Il rapporto tra Ungaretti e Dante attraverso la rilettura degli scritti danteschi e delle lezioni universitarie, esempio originale di dantismo novecentesco e al tempo stesso di rispecchiamento del poeta contemporaneo nell’opera del grande classico. Emerge così una rilettura di Ungaretti poeta, professore e critico, caratterizzata da elementi di poetica personale, eppure capace di affondi testuali lucidi e raffinati che illuminano la “Commedia” con intuizioni inedite. Questa analisi si concentra prevalentemente sulla dialettica tra luce ed ombra, effimero ed eterno come chiave di lettura della poesia dantesca, in particolare del canto I dell'”Inferno”, dominata dall’idea della caducità e dal contrasto tra “baratro” ed “empireo”, manifestazione di inquietudine moderna che Ungaretti reinterpreta nell’intreccio tra Dante, il Barocco e le poetiche novecentesche.
Cos’hanno in comune Dante Alighieri e Giuseppe Ungaretti, personaggi tanto distanti nel tempo? Non il semplice fatto che il secondo abbia letto e commentato la Commedia, non solo l’esser stati, oltre che protagonisti della storia letteraria italiana, anche uomini coinvolti nelle vicende militari delle loro nazioni (definendo tale la Firenze comunale).

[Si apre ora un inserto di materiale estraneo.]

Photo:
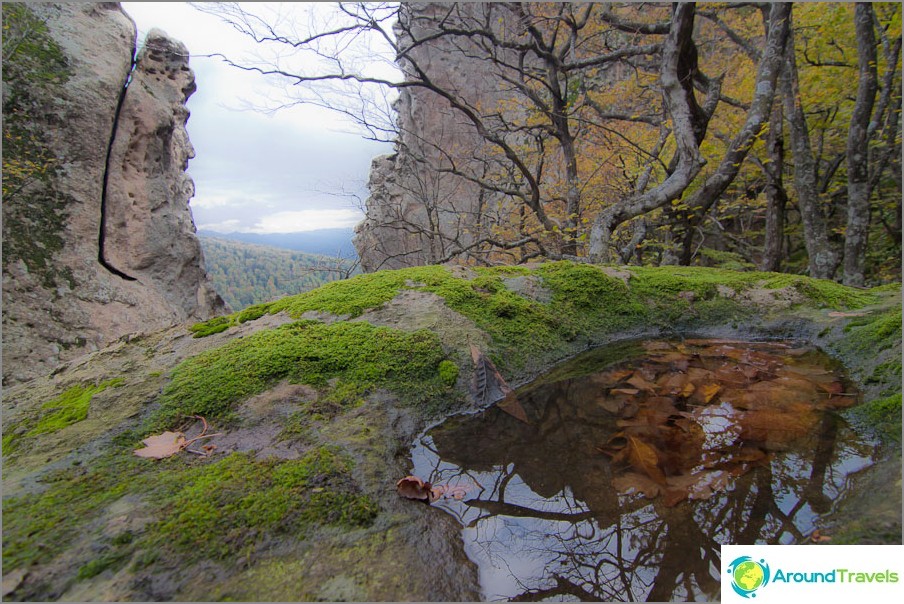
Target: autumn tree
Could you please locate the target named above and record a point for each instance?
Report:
(605, 128)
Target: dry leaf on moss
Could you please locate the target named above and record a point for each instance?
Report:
(412, 487)
(162, 445)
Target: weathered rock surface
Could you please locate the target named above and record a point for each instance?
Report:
(125, 544)
(79, 270)
(417, 213)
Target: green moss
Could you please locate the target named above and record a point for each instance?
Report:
(110, 559)
(227, 506)
(875, 332)
(882, 415)
(306, 352)
(448, 373)
(252, 313)
(353, 296)
(34, 213)
(69, 408)
(38, 526)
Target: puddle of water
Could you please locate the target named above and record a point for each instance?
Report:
(626, 479)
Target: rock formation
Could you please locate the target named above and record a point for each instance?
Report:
(100, 243)
(417, 212)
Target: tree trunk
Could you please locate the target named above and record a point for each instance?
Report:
(676, 93)
(823, 258)
(858, 149)
(776, 198)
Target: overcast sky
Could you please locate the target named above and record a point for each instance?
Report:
(257, 172)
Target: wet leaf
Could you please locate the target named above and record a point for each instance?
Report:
(615, 376)
(412, 487)
(636, 483)
(162, 445)
(706, 392)
(840, 402)
(639, 382)
(628, 391)
(644, 458)
(835, 387)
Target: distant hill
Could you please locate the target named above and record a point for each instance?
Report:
(329, 242)
(245, 274)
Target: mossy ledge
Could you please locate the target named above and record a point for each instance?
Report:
(318, 415)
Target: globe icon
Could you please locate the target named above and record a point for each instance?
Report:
(748, 575)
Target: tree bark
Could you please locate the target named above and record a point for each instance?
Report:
(858, 187)
(770, 65)
(675, 93)
(823, 258)
(776, 198)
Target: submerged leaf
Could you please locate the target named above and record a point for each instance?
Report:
(644, 458)
(631, 482)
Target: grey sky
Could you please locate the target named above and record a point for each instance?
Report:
(258, 172)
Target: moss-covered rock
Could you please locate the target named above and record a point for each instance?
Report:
(316, 418)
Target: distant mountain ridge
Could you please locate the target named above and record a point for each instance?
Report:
(329, 242)
(247, 273)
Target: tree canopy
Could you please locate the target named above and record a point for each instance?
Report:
(733, 134)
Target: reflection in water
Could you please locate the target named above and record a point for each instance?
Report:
(543, 520)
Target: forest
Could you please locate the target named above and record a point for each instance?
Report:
(245, 274)
(741, 135)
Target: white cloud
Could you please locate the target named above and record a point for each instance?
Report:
(255, 172)
(227, 226)
(307, 220)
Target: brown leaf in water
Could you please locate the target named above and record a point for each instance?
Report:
(412, 487)
(639, 382)
(644, 458)
(615, 376)
(628, 391)
(698, 375)
(162, 445)
(705, 393)
(840, 402)
(631, 482)
(657, 345)
(835, 387)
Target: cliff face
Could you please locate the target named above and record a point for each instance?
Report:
(98, 237)
(419, 207)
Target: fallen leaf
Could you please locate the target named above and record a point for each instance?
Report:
(615, 376)
(412, 487)
(631, 482)
(162, 445)
(628, 391)
(706, 392)
(832, 387)
(640, 383)
(643, 457)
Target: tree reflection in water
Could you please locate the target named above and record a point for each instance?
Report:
(543, 521)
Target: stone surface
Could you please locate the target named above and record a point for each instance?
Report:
(71, 303)
(416, 213)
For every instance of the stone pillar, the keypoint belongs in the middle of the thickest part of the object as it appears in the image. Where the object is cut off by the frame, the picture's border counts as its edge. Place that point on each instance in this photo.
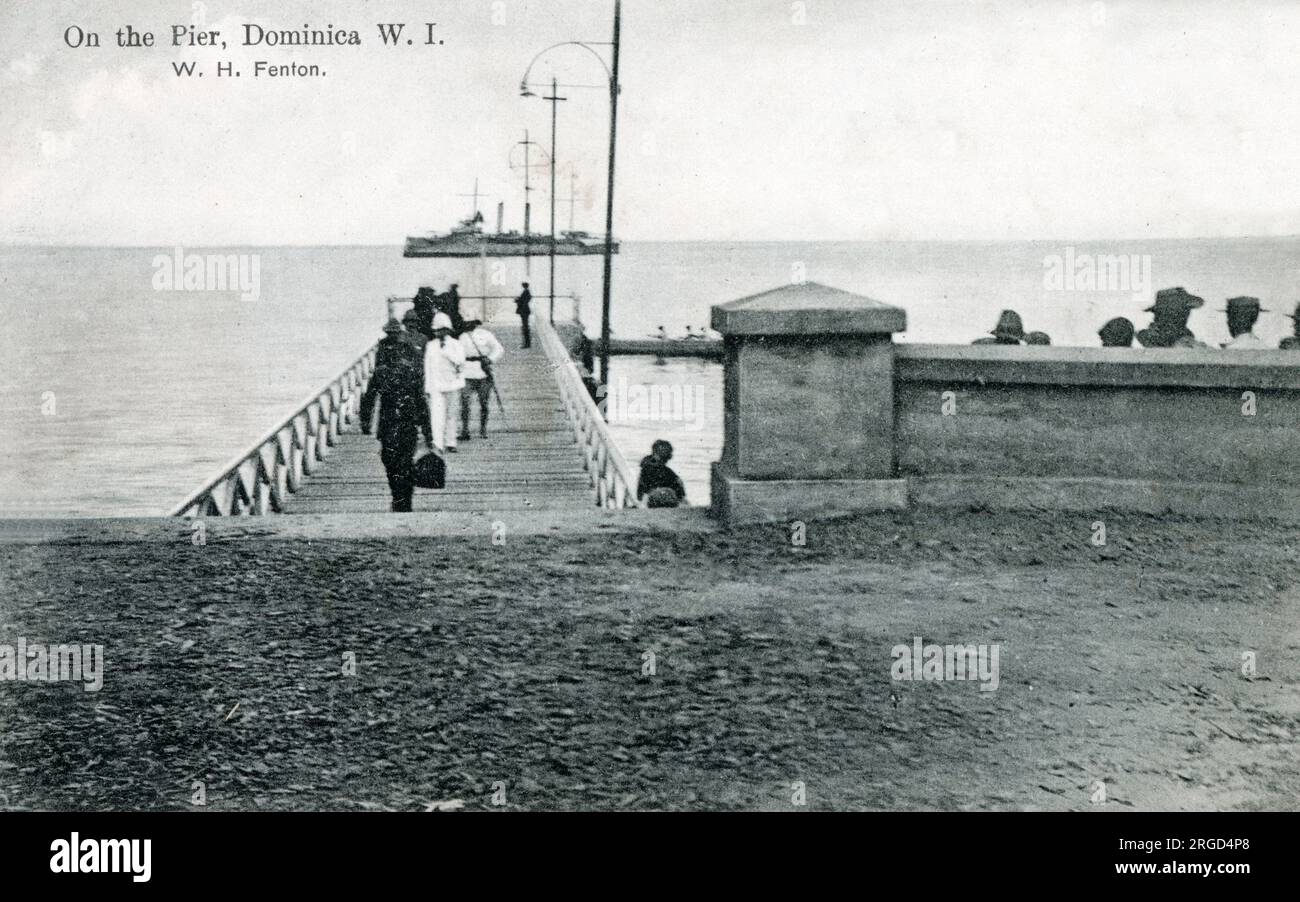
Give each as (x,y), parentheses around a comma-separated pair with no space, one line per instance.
(809,406)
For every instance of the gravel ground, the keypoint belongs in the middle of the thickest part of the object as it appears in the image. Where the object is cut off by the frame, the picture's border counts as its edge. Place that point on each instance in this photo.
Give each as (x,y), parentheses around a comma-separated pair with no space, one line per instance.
(515,677)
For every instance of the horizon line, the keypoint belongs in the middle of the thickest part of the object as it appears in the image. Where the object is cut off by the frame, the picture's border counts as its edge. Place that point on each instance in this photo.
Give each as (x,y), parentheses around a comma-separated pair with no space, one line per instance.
(11,243)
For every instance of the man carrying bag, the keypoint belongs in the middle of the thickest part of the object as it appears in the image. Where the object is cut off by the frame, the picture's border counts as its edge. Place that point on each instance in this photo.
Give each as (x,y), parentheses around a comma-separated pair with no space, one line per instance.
(398,386)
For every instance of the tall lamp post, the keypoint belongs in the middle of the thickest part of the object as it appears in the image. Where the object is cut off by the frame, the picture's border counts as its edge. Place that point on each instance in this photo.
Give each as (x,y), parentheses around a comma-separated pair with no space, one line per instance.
(612,73)
(528,144)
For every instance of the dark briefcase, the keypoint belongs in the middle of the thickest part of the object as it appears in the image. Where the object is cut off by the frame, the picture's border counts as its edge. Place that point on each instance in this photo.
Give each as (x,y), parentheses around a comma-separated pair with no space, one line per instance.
(430,472)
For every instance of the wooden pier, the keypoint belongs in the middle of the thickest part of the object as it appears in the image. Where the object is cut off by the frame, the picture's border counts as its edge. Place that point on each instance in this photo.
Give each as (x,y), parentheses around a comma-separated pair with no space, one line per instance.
(550,451)
(527,463)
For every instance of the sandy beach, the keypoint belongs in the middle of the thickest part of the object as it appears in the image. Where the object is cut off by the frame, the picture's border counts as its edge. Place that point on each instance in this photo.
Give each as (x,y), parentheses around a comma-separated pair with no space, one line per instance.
(516,676)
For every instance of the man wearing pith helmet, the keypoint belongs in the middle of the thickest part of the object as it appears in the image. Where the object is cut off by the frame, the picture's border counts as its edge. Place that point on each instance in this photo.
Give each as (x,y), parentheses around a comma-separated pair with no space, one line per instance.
(1009,330)
(1170,312)
(1292,342)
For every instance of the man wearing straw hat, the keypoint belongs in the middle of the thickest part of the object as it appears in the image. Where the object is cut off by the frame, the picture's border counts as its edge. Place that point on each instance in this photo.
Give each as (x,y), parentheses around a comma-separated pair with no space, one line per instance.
(443,378)
(1242,316)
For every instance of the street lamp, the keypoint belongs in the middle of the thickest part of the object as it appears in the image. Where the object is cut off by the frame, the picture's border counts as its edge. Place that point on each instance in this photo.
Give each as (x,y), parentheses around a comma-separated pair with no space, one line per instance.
(555,99)
(528,144)
(612,74)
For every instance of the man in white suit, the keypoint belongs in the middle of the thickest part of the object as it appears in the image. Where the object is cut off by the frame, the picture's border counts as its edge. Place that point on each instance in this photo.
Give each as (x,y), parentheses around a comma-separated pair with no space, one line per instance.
(443,378)
(482,351)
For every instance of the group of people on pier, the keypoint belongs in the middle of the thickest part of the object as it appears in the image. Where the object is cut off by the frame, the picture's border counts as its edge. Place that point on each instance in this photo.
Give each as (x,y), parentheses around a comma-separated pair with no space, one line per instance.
(428,368)
(1169,325)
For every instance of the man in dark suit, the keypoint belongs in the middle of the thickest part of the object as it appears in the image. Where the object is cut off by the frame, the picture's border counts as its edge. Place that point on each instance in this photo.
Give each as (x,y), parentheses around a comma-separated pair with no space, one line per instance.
(398,385)
(524,307)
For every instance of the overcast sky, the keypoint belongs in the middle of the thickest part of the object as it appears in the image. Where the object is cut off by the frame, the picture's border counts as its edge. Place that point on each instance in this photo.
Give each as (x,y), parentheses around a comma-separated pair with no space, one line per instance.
(740,120)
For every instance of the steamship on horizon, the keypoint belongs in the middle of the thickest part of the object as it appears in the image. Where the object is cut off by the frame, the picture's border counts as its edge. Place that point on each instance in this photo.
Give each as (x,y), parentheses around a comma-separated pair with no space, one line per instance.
(468,239)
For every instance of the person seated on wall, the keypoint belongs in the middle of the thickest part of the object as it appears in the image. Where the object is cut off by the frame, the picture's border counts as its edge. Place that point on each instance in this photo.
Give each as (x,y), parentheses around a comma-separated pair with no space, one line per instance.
(1117,333)
(659,485)
(1242,316)
(1170,312)
(1292,342)
(1009,330)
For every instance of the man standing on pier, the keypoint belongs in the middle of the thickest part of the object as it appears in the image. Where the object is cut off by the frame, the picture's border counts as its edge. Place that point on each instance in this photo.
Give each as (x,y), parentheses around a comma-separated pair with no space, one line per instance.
(398,385)
(482,351)
(524,307)
(443,378)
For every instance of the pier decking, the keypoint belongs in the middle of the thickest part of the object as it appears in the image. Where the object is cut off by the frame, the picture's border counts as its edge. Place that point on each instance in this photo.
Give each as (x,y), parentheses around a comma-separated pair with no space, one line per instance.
(528,462)
(550,451)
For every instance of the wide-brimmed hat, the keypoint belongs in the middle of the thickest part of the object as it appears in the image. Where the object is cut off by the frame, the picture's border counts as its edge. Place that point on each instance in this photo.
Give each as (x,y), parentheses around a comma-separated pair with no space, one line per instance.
(1175,300)
(1243,306)
(1117,333)
(1009,325)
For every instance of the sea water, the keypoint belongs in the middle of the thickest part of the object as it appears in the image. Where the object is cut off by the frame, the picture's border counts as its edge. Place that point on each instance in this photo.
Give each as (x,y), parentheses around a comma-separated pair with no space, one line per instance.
(120,398)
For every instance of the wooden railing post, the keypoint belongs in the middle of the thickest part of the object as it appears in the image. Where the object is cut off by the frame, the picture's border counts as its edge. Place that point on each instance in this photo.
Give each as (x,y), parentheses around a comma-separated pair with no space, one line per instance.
(807,390)
(260,480)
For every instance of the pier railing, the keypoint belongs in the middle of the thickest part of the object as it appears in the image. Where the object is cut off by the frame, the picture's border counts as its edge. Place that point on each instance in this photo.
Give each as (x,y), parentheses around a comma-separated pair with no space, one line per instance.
(260,480)
(612,480)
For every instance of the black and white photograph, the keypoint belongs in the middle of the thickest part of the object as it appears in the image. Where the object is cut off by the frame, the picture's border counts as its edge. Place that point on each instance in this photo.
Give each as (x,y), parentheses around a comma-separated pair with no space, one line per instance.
(430,411)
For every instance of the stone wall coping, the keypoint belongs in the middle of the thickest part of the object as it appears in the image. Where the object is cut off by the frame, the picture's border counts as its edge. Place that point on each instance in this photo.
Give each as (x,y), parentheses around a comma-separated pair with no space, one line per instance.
(1190,368)
(807,308)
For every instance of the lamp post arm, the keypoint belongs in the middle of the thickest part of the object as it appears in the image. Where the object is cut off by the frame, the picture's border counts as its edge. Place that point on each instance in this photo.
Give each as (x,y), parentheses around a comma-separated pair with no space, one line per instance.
(568,43)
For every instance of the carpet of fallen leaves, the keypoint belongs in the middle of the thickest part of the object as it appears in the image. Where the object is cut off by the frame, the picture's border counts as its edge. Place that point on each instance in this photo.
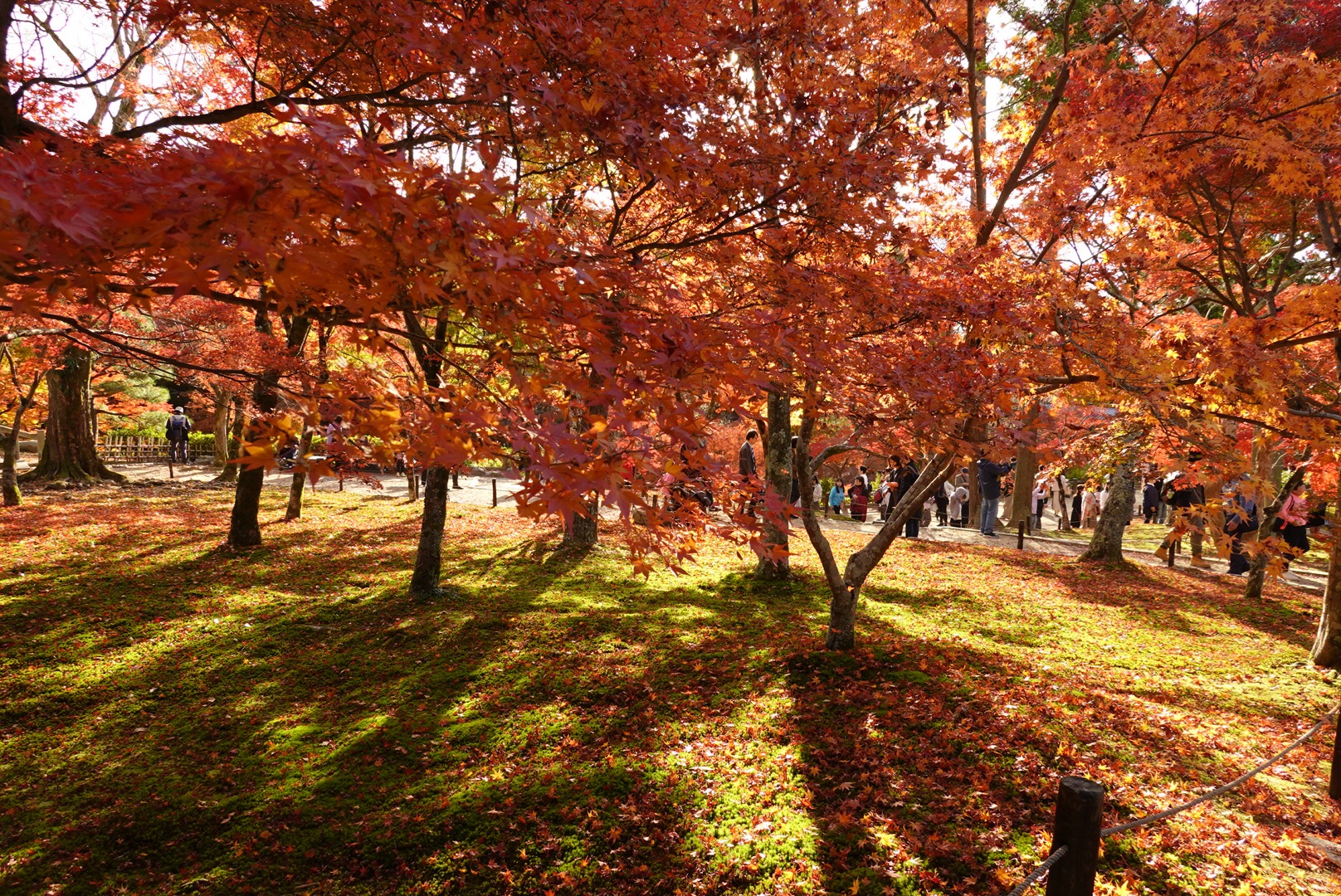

C’è di più: entrambi sono stati poeti e, nella descrizione poetica del loro dramma, hanno usato immagini, metafore e simbologie molto vicine, talvolta sovrapponibili. Sono stati entrambi uomini smarriti, sebbene per ragioni diverse: il padre della lingua italiana e il più incisivo narratore della Grande Guerra sono stati, per la loro epoca, simboli di una condizione esistenziale.